When new service packs are released, upgrading your front-end servers is a straightforward process. It is simpler than upgrading a back-end server, because there is no user data stored on the front-end server. As long as there are multiple front-end servers, taking one server offline does not mean an interruption in service for the user. If you have multiple front-end servers that are load balanced, you can remove the front-end server you want to upgrade from the load-balancing cluster, upgrade it, and add it back to the load-balancing cluster with no interruption in service to users.

Upgrading Considerations for Outlook Web Access

If Outlook Web Access is deployed in your organization, you should upgrade every front-end server in the organization before you upgrade any back-end servers. This is because of the way Outlook Web Access is built. At a high level, Outlook Web Access data is made up of two parts: templates and controls. Templates are things such as forms (e-mail messages, calendar items, and other forms). Controls are files such as DHTML behaviors, JScript® files, style sheets, and images that are stored in the /exchweb virtual directory in IIS.

When a user accesses Outlook Web Access through the front-end server, the templates actually come from the back-end server, and the controls come from the front-end server. The templates come from the back-end for performance reasons. The controls come from the front-end server because there is no mechanism to proxy a request for data that is not in the Exchange store from a front-end server to a back-end server. This is not a problem as long as the front-end and back-end servers run the same version and service pack of Exchange.

A problem arises when the servers run different versions of service packs. If a template on a back-end server references a control on a front-end server, and the front-end server is running an earlier service pack, the control the back-end server is referencing might not exist. As a result, Outlook Web Access does not work for users whose mailboxes are on the upgraded back-end server.

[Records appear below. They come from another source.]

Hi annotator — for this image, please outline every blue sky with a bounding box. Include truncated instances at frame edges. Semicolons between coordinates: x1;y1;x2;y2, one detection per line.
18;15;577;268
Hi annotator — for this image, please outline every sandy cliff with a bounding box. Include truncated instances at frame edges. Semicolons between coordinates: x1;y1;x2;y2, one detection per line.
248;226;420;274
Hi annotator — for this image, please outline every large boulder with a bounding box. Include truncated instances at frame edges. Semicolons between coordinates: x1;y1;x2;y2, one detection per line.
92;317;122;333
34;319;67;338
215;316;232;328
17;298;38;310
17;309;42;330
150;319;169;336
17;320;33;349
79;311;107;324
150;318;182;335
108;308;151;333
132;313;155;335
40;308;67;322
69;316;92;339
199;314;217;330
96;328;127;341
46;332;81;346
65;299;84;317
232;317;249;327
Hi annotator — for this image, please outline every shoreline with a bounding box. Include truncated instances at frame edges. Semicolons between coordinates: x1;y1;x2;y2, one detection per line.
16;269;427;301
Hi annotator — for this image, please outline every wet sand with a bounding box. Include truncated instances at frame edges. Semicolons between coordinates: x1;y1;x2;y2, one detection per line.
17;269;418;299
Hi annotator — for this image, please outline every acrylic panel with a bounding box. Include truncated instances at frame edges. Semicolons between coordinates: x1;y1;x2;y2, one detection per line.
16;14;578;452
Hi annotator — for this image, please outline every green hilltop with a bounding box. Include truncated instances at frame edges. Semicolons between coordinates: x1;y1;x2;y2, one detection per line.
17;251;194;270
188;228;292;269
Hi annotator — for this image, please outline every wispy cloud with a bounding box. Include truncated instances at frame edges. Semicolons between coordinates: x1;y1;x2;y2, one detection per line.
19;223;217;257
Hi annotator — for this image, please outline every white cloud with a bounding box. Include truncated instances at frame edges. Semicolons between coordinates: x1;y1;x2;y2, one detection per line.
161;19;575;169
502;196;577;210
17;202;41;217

The reverse situation does not have the same problem. If you upgrade a front-end server first, users see templates from the back-end server. These templates reference the earlier versions of the controls, which still exist on the front-end server, because the files are versioned and not removed in an upgrade. To address this issue, it is recommended that you upgrade all front-end servers before upgrading any back-end servers.

Additionally, ensure that the required services are running before you upgrade. For Exchange setup to run, you must install and enable (but not necessarily start) Network News Transfer Protocol (NNTP), SMTP, W3SVC, and IIS Admin. If the MSExchangeMTA, IMAP4, POP3, and MSExchangeIS services are disabled, Setup still runs; however, Setup will enable these services after it starts. After setup is complete, you can disable unnecessary services.